During the Israelite’s invasion of Canaan, beginning in c.1406BC, the king of Aphek was defeated by Joshua’s forces (see Joshua 12:18). But the Israelites were unable to hold onto Aphek or any of the cities of the coastal plain, because of the superiority of the iron chariots deployed by their enemies on this flat land.
Shortly after, Aphek became the northern boundary of Philistia, the confederation of cities controlled by the Philistines – ‘sea peoples’ who sailed across from Crete, Cyprus and the Aegean to colonise these fertile coastal plains (see the feature on The Philistines). During the time of the ‘Judges’, the Israelites and Philistines frequently clashed, with the Philistines often becoming dominant and demanding subservience from the Israelites.
In c.1024BC, the Philistines launched a major attack on the Israelites from their most northerly outpost at Aphek. The ensuing Battle of Ebernezer was a disaster for the Israelites, with the Philistines capturing the Ark of the Covenant and taking it as booty to their stronghold at Ashdod (see 1 Samuel 4:1-11).
Thirteen years later, in c.1011BC, the Philistines gathered at Aphek once again, before moving north to defeat Saul and Jonathan at the Battle of Mt Gilboa (see 1 Samuel 29:1 & 31:1-3).
In the 1st century BC, King Herod the Great changed the name of the city to Antipatris, to commemorate his father Antipater. The city then lay on the main route from Jersualem to Caesarea(the Roman capital of Judaea), and Herod endowed it as a centre of Greek and Roman culture. Paul stayed here overnight when being escorted under armed guard from Jerusalem to Caesarea in 57AD (see Acts 23:31). The city was destroyed by an earthquake in 363AD.

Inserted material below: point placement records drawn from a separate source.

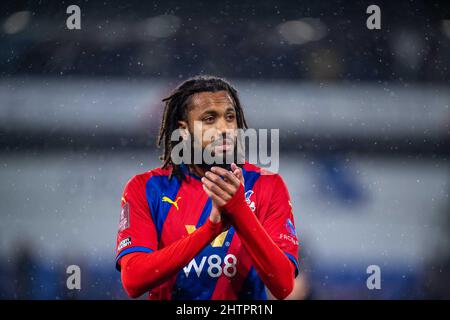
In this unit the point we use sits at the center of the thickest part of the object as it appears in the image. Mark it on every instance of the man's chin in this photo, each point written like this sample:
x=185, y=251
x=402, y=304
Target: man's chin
x=207, y=167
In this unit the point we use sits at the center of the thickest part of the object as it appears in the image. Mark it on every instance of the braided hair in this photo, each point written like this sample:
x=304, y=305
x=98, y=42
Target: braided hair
x=176, y=109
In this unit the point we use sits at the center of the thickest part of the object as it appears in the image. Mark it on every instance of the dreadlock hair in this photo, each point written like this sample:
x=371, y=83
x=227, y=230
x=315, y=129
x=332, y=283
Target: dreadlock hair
x=176, y=109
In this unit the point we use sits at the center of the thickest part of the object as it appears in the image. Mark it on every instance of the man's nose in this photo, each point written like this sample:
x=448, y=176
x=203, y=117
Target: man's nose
x=222, y=127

Visitors to the site of Aphek (on the eastern side of the modern city of Petach Tikva) can observe excavated remains of the Canaanite city, part of a street built by Herod the Great, and the ruins of an Ottoman Turkish fort built on the site of the Crusader castle of Mirabel in 1573AD. Archaeological artefacts from Aphek are on display at the Yad Labanim Museum in Petach Tikva.